Per oltre 75 anni, l’Organizzazione Mondiale della Sanità (OMS) è stata determinante per la fornitura di assistenza sanitaria a livello globale, sostenendo i governi e i gruppi di aiuto per fornire cure salvavita. Dai vaccini alla risposta rapida e al contenimento delle crisi sanitarie, il nostro mondo sarebbe molto diverso senza i suoi interventi.
Da qualche tempo, però, l’organizzazione è in subbuglio: il processo decisionale è diventato sempre più difficile e le tensioni interne hanno raggiunto il punto di ebollizione.

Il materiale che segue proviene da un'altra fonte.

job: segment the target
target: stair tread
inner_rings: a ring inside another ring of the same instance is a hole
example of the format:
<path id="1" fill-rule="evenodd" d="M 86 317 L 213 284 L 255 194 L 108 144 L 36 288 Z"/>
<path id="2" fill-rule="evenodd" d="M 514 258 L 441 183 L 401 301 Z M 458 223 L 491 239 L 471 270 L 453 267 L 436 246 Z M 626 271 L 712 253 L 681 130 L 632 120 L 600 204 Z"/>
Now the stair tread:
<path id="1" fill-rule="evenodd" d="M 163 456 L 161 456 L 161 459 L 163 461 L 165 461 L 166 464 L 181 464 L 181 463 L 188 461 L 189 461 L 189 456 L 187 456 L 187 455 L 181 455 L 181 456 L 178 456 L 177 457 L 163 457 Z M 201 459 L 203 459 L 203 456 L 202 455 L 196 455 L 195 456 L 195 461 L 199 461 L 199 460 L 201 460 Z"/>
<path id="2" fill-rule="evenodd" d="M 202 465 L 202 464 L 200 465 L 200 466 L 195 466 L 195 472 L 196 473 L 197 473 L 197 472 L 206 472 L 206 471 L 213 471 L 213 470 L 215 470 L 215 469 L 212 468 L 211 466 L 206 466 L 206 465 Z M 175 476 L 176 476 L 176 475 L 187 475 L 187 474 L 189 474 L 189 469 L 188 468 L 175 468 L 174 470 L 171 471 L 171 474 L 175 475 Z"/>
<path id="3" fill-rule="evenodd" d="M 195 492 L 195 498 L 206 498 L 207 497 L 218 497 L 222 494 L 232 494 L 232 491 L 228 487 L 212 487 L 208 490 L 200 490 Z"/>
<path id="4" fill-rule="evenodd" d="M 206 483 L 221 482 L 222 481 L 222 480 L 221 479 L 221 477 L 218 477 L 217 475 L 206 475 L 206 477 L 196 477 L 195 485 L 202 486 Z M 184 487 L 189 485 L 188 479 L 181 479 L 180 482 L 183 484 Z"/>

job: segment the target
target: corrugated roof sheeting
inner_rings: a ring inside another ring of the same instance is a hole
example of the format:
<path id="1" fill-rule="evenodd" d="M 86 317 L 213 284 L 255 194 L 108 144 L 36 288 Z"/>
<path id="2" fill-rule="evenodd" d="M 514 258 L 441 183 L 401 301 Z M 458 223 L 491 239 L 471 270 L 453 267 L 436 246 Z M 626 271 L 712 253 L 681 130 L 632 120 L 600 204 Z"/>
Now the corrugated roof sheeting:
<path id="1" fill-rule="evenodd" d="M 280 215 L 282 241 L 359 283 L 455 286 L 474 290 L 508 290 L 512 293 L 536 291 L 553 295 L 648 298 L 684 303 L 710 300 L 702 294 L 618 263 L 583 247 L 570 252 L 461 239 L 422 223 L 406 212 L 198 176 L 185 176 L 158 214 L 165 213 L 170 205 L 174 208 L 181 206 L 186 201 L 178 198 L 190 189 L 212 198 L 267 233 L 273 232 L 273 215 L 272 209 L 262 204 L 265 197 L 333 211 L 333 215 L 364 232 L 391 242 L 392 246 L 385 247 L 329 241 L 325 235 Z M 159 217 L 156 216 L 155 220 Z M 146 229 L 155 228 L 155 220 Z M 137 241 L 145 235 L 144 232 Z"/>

Da anni i problemi ribollono sotto la superficie, con preoccupazioni per la crescente centralizzazione dell’organizzazione. Sebbene molti abbiano liquidato questi problemi come politica interna, data l’importanza dell’OMS nell’ecosistema sanitario globale, quando il processo decisionale si interrompe, sono in gioco le vite delle persone.
A gennaio di quest’anno sono iniziate a circolare notizie di licenziamenti di massa. L’elezione di Donald Trump – che ha una nota antipatia per il Direttore generale dell’OMS Tedros Adhanom Ghebreyesus – ha fatto sì che l’organizzazione dovesse far fronte a un’improvvisa e massiccia carenza di bilancio. Sotto la guida di Trump, gli Stati Uniti hanno ritirato oltre un miliardo di finanziamenti all’OMS e a luglio l’organizzazione stava pianificando di tagliare il 20% della sua forza lavoro.
Questo ha lasciato il personale in subbuglio, poiché i membri più giovani hanno sopportato il peso dei tagli, portando all’accusa che i licenziamenti si siano concentrati meno sui costi e più su quelli più lontani dal centro del potere. Ci sono state numerose storie di persone che sono state riassegnate o semplicemente tagliate fuori senza alcuna spiegazione o un chiaro percorso alternativo o ruolo lavorativo. I resoconti dall’interno dell’organizzazione dicono che questo ha portato a una cultura sempre più tossica, dato che le persone sono costrette a lottare per mantenere il proprio posto di lavoro. In una lettera condivisa con Health Policy Watch e indirizzata al dottor Tedros, lo si avverte che “non si tratta di efficienza, ma di chi viene protetto e chi viene sacrificato”.
È un’accusa eloquente che sottende una realtà preoccupante: al centro dell’organizzazione non c’è tanto una coalizione meritocratica di leader capaci e altruisti, quanto una gerarchia escludente in cui il potere e la rilevanza sono direttamente legati allo status e al titolo di lavoro.
Ora, oltre 800 dipendenti hanno presentato una mozione di sfiducia nei confronti del processo di ridimensionamento e chiedono una revisione indipendente del processo. Il dottor Tedros dovrà agire con cautela. La continua alienazione del personale rischia di trasformare un’agenzia sanitaria globale, la cui missione primaria è la fornitura collaborativa e coordinata di risultati sanitari, in un ambiente fondamentalmente tossico in cui i dipendenti sono costretti a difendere i propri mezzi di sostentamento come possono.
Sebbene questo sarebbe un problema a prescindere dalla tempistica, si verifica in un momento in cui la disinformazione medica globale è in aumento; dall’affermazione di Donald Trump, ampiamente sfatata, secondo cui il paracetamolo provoca l’autismo e la diffusione dei vaccini è ai minimi storici in tutto il mondo, la mano ferma della leadership dell’OMS non è mai stata così importante.
È un peccato che il personale non sia stato motivato a collaborare e innovare per poter continuare a fornire un supporto vitale in tutto il mondo. Come dice il proverbio, il marcio inizia dalla testa e, per far sì che l’OMS riesca a superare questo cambiamento, una nuova leadership potrebbe non solo fare la differenza, ma essere fondamentale.